One evening Celie stops by Albert's house, where he lives alone, to see his shell collection. He talks about the past, saying that Celie reminded him of a little bird when she first came to live with him. He then reminds her that they are still husband and wife, but she tells him they were never husband and wife. It is obvious that Celie has no interest in Albert or any other man.


Part of the reconciliation in the novel involves Celie making her peace with Albert. As she helps to care for the sick Henrietta, she gets to know the changed Albert, who has even taken up the collecting of shells, symbols of femininity. In many ways, he is a much softer person. He now works and keeps house; he also is helping to care for Henrietta. When Celie stops by to see his shell collection, Albert talks about the past, saying he could not appreciate her when they first married. Then he reminds her that they are still husband and wife; he seems to hope that they might get back together. Celie, however, has no interest in men.



Celie receives a telegram from the State Department informing her that the ship that Nettie and her family were on has sunk. Celie is devastated. She is also saddened by the fact that most of the letters that she has sent to Nettie are returned to her, undelivered.


The devastating news of the shipwreck serves to test Celie's newfound stability and sense of self. Although it seems she will now be physically separated from her sister throughout her life, she knows that Nettie will always live in her mind. She is at least thankful that they were re-united through the mail. When Celie finds out that Nettie has not received her letters, she is crushed, for she wanted her sister to know her. Celie's undelivered letters to Nettie have become similar to the many letters she wrote to God, which could not be delivered either.



Celie receives another letter from Nettie, stating her eagerness and anxiety about returning to America. She writes that she can hardly believe she and Celie have not had personal contact for nearly thirty years. She wonders if Celie will be the same gentle soul she once knew. The children have asked about their real mother, and Nettie has told them that Tashi reminds her of Celie. Unfortunately, Tashi and her mother have gone to the forest to join the Mbeles.

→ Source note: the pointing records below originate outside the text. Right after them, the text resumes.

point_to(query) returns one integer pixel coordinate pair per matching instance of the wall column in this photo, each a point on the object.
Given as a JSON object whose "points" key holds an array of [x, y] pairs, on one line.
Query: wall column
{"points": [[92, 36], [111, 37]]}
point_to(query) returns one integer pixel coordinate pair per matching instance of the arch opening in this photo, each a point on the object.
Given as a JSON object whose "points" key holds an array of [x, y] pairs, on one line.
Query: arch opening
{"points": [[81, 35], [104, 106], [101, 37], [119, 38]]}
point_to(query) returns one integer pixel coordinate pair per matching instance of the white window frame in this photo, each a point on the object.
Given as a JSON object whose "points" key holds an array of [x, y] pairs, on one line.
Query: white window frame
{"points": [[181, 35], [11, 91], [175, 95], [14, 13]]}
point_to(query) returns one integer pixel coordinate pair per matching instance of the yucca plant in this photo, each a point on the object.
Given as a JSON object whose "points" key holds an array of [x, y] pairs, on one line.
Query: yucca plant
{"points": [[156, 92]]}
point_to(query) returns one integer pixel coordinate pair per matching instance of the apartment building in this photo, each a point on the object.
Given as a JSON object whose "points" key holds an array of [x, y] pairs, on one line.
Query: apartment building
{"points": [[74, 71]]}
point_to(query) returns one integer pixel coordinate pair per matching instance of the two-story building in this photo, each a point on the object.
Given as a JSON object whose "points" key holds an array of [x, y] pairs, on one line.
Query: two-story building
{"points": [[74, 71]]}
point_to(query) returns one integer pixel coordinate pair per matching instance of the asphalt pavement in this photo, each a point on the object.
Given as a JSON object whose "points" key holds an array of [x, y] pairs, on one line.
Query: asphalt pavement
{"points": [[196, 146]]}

Nettie reveals that her idea of God has shifted in ways parallel to Celie's idea of God. For her, God is "more spirit than ever before and more internal." She adds that most people think God has to look like something, a roofleaf or Christ, but that for her and Samuel, "not being tied to what God looks like frees us."

Nettie also writes of her concern over money. She assumes that it will be years before she and Samuel will have the money to buy a house after they return to America. She also worries about how Olivia and Adam will handle racism when they have grown up in Africa, free of any feelings of animosity towards them because of their color. Nettie cuts off the letter, for she has learned that Adam is missing.


Even after Celie receives the news of the shipwreck, letters continue to arrive from Nettie, sent before her departure. Their poignancy is more acute because of what has happened. For Celie, there is a strangely spiritual undertone in this letter, as if Nettie is speaking to her from the great beyond.

This letter addresses Nettie' anxieties about returning to America. She worries that Celie may no longer be the same loving soul she knew when she left. She also worries about money and a place to live, for she is unaware of the fact that her financial future is secure with the house, store, and land from her real father. Finally, she is concerned about how Olivia and Adam will react to racism, which they will feel for the first time in their lives.

Even though her life has been very different from her sister's, Nettie has reached some of the same conclusions Celie has. Her picture of God is no longer as a white person reigning on high. Instead, she has no mental picture of God, but believes Him to be an internal spirit, an image much like Celie has.

Nettie brings in another part of the African subplot at the end of this letter. Tashi has run away to join the Mbeles, and Adam has gone in search of her. The move away from Africa is obviously not easy for any of the family. The ties they have made, especially to Tashi and her mother, are strong and hard to sever.